BRUSSELS.- WIELS is devoting a wide-ranging exhibition to the Dutch artist René Daniëls (1950). This is an opportunity for visitors to discover a number of historic paintings, some of which have been restored specially for the exhibition and have never before been presented in public. An extensive selection of drawings complete the exhibition, offering a better understanding of how the artists vocabulary evolved. Paintings and drawings are being displayed over two floors of WIELS, tracing the career of this leading artist and exploring the relationship between perception and memory that lies at the heart of René Daniëls pictorial reflection.
René Daniëls is a key figure in the history of art of the second half of the twentieth century.

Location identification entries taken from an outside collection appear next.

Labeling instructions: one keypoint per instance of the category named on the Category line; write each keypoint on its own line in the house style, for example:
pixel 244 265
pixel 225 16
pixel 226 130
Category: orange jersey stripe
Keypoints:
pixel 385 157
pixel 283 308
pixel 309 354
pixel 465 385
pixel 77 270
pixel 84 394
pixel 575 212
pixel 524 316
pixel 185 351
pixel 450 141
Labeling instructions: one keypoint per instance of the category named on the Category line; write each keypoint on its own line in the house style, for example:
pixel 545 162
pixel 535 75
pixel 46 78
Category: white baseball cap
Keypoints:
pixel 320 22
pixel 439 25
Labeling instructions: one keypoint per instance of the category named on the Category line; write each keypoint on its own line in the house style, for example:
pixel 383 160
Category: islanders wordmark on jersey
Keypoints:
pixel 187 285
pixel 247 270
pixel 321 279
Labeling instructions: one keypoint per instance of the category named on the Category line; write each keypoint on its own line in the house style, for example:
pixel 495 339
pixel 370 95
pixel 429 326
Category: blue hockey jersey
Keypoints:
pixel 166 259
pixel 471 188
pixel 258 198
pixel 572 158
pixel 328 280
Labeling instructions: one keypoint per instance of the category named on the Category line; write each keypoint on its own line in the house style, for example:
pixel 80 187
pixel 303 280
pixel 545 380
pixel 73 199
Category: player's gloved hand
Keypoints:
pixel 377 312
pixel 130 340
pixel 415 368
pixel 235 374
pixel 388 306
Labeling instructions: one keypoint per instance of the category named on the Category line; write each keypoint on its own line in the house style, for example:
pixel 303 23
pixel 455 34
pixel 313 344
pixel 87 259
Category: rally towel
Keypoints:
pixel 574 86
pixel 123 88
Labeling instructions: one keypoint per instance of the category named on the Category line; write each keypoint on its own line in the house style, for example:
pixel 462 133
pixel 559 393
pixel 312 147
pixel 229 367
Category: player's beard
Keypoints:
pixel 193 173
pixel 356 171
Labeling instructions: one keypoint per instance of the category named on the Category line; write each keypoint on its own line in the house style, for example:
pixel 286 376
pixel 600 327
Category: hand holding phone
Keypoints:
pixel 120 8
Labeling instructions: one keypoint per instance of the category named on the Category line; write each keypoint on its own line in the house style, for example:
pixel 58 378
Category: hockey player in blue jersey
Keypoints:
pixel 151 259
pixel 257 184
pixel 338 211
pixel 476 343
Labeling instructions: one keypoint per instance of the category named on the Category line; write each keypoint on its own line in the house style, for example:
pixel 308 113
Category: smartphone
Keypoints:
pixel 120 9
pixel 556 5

His career began in the late 1970s, at a time when painting was being rediscovered. The artist stood out thanks to an original, idiosyncratic idiom. He did not hesitate to experiment with different pictorial styles, combining elements borrowed from surrealism and references to the literature and counterculture of the day, all the while integrating recurrent motifs. Like a composer, Daniëls created variations on a theme. Starting from 1984, one motif in particular played a predominant role: that of an exhibition space seen in perspective. He reproduced this form in numerous compositions where he employed mirror effects, juxtapositions or changes of orientation. In late 1987, a stroke put an abrupt end to his blossoming career.

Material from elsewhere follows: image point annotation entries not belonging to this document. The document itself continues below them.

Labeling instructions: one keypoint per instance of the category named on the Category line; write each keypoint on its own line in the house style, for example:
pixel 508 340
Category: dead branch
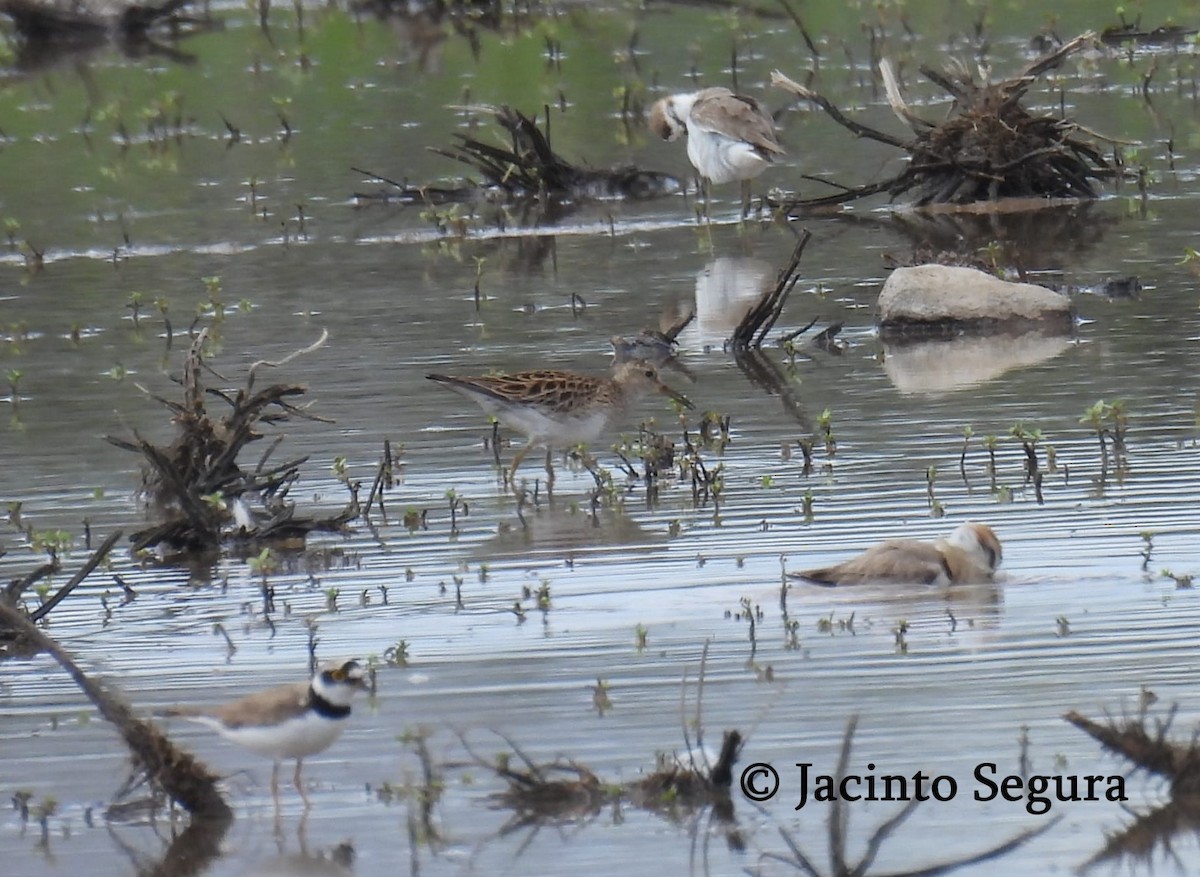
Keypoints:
pixel 526 169
pixel 753 329
pixel 197 482
pixel 178 773
pixel 990 148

Inspired by the title of one of the few texts written by Daniëls, the exhibition Fragments from an Unfinished Novel looks back on the development of the artists visual language, with a focus on the phenomenon of déjà vu. Relying on visual games such as duplication, the painting-within-a-painting, fragmentation, stratification and erasure, Daniëls gives us images of incredible poetic and conceptual force, images that bear witness to art on the frontier between the visible and the invisible, seeing and knowing, perception and imagination, reality and fiction.
The exhibition at WIELS is accompanied by an important monograph devoted to René Daniëls. For this reference work, designed by Mevis & van Deursen and published jointly by Fonds Mercator and Koenig Books, various authors have been invited: Devrim Bayar (curator at WIELS), Paul Bernard (curator at Mamco), Angela Bartholomew (Vrije Universiteit Amsterdam) and Jordan Kantor (California College of Art).
René Daniëls, born in 1950 in Eindhoven (the Netherlands) is a pivotal figure in the art of the second half of the twentieth century. His work, consisting of paintings and drawings, is stylistically diverse: Daniëls is influenced on the one hand by the counterculture of the 70s and 80s and on the other hand by artists such as René Magritte, Marcel Duchamp, Francis Picabia and Marcel Broodthaers. Since 1978, his work was regularly showed in important international group exhibitions (Documenta 7, 1982; 11th Paris Biennale, 1980; 27th São Paulo Biennale, 1983) and solo exhibitions (Kunsthalle Bern, 1987; Camden Arts Center, 2010; Museo Nacional Centro the Arte Reina Sofía; Van Abbemuseum, both 2011). In 1987, the artist suffered a stroke, which had a major impact on his career. Since 2007 he started painting and drawing again.